Leí el manuscrito sentado al volante del BMW. Sólo al terminarlo arranqué. Puse en cuarentena mis posibles sentimientos. Asco, asombro, duda, rebeldía, incredulidad.

Conduje mecánicamente de la Colonia Roma al acueducto de Chapultepec, bajo la sombra iluminada del Alcázar dieciochesco y subiendo por el Paseo de la Reforma (el antiguo Paseo de la Emperatriz) rumbo a Bosques de las Lomas. Agradecía el automatismo de mis movimientos porque me encontraba ensimismado, entregado a reflexiones que no son usuales en mí, pero que ahora parecían concentrar mi experiencia de las últimas horas y brotar de manera espontánea mientras las luces del atardecer se iban encendiendo, como ojos de gato parpadeantes, a lo largo de mi recorrido.

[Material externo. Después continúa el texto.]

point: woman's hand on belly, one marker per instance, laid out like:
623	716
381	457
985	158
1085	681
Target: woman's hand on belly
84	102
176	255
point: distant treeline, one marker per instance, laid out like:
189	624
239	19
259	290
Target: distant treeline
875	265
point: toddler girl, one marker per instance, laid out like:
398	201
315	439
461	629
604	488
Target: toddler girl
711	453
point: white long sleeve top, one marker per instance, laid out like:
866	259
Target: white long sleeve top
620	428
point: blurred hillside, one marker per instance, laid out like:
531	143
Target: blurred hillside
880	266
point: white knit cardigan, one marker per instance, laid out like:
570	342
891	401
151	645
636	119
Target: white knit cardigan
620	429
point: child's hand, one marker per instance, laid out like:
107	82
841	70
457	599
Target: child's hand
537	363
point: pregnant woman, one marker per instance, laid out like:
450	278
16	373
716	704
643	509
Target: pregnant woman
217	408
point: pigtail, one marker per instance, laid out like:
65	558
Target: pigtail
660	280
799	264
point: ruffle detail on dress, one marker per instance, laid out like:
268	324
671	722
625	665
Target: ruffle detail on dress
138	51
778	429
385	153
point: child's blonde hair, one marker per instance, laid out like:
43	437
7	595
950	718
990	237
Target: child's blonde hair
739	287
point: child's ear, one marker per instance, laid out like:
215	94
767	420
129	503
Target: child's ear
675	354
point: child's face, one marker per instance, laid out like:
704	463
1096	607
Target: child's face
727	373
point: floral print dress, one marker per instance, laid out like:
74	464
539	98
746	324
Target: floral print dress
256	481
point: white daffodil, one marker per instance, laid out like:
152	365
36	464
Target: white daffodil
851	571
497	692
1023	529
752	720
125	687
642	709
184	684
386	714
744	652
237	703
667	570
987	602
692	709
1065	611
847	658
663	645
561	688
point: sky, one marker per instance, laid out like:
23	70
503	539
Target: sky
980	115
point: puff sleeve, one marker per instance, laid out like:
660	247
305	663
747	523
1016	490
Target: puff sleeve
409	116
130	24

Lo que me asaltaba era una sensación de melancolía intensa: el mejor momento del amor, ¿es el de la melancolía, la incertidumbre, la pérdida? ¿Es cuando más presente, menos sacrificable a las necedades del celo, la rutina, la descortesía o la falta de atención, sentimos el amor? Imaginé a mi mujer, Asunción, y recuperando en un instante la totalidad de la pareja, de nuestra vida juntos, me dije que el placer nos deja atónitos: ¿cómo es posible que el alma entera, Asunción, pueda fundirse en un beso y pierda de vista al mundo entero?

Le hablaba así a mi amor, porque no sabía lo que me esperaba en casa del vampiro. Repetía como exorcismos las palabras de la esperanza: el amor siempre es generoso, no se deja vencer porque lo impulsa el deseo de poseer plena y al mismo tiempo infinitamente, y como esto no es posible, convertimos la insatisfacción misma en el acicate del deseo y lo engalanamos, Asunción, de melancolía, inquietud y la celebración de la finitud misma.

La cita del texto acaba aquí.